Improving assessment of climate risk and strengthening project resilience to a changing climate is crucial to better adapt to climate change. To better share experience and insight into integrating climate change adaptation into project planning and implementation experts from the European Investment Bank and six other European partners involved in climate finance have jointly developed a new practical guide.
Entitled Integrating Climate Change Information and Adaptation in Project Development: Emerging Experience from Practitioners the guide seeks to help practitioners assess climate change risks and vulnerabilities and better integrate structural or non-structural adaptation measures into project planning, design and implementation. The overall aim is to help make projects and investments more resilient to the effects of climate change and to implement adaptation measures that reinforce the climate resilience of goods, people, economies and territories of the beneficiaries.

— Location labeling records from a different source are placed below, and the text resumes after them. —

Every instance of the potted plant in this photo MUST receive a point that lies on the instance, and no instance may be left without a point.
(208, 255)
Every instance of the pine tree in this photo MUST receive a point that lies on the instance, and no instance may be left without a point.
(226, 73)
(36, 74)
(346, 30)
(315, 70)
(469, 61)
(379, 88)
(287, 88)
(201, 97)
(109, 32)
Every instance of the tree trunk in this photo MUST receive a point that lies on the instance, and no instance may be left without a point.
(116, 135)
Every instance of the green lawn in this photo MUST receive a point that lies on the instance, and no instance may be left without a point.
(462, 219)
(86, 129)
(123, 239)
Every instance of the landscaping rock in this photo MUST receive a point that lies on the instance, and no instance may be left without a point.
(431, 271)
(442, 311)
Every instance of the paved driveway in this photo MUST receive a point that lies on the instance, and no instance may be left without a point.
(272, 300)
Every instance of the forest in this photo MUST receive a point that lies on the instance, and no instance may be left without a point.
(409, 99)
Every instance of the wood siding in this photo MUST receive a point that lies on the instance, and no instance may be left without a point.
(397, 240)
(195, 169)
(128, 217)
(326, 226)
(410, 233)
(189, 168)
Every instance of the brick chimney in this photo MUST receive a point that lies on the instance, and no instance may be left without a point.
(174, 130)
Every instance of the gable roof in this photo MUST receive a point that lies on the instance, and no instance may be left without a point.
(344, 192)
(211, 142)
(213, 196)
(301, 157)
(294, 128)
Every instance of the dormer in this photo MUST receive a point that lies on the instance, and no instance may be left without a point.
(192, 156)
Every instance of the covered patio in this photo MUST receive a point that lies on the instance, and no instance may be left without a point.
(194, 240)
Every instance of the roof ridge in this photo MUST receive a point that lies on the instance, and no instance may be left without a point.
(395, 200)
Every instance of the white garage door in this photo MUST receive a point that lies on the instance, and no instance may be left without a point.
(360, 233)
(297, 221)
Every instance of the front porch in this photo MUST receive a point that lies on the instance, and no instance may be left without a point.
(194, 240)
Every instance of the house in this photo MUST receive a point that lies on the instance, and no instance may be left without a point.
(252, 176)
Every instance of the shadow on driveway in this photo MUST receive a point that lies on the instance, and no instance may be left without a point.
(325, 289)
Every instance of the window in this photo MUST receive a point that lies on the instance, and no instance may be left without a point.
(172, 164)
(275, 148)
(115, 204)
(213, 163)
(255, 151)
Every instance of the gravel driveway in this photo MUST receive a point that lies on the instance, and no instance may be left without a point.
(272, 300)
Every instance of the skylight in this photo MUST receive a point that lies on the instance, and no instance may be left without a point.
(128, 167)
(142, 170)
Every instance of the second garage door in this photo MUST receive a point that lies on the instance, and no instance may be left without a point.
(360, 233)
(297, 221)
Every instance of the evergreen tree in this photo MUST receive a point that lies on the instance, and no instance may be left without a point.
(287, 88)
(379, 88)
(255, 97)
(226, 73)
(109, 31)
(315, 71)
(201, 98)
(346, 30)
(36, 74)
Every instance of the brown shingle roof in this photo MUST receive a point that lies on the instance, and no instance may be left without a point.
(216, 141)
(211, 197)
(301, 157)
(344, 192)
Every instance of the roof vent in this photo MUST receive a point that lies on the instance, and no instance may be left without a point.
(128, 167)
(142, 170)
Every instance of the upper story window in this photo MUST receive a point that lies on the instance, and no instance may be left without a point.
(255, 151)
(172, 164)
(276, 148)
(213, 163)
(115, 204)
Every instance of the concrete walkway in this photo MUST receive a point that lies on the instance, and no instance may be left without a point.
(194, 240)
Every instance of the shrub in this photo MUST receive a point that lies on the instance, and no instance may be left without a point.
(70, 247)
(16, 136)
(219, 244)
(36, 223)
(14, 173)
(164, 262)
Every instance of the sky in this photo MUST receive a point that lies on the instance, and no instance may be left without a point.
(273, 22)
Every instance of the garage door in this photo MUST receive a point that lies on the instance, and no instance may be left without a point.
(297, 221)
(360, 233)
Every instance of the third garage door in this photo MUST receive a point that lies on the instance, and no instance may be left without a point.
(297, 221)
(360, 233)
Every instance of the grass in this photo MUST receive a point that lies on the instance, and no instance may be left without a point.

The Paris Agreement on climate change, adopted in December 2015, adds momentum to the need for practical approaches in support of climate change adaptation, in order to scale up action on strengthening climate resilience. The emerging experience of experts from European financing institutions and the European Commission provides insights into how these climate issues can be best integrated into project development and implementation.
The note is based on the emerging experience of experts from seven European institutions working together under the umbrella of the European Financing Institutions Working Group on Adaptation to Climate Change (EUFIWACC).
The group comprises Agence Française de Développement (AFD), the Council of Europe Development Bank (CEB), the European Bank for Reconstruction and Development (EBRD), the European Commission’s Directorate-General for Climate Action (DG CLIMA), the European Investment Bank (EIB), KfW Development Bank (KFW), and the Nordic Investment Bank (NIB).
The note further benefited from the technical expertise of experts from the JASPERS partnership (Joint Assistance to Support Projects in European Regions) and the Climate Service Center Germany (GERICS), as well as an advisory group of consultancies.
The group considers the document a continuous learning process that should and will evolve in a context where new tools for decision-making under uncertainty are needed, and where the track record regarding best practices or specific due diligence is still developing.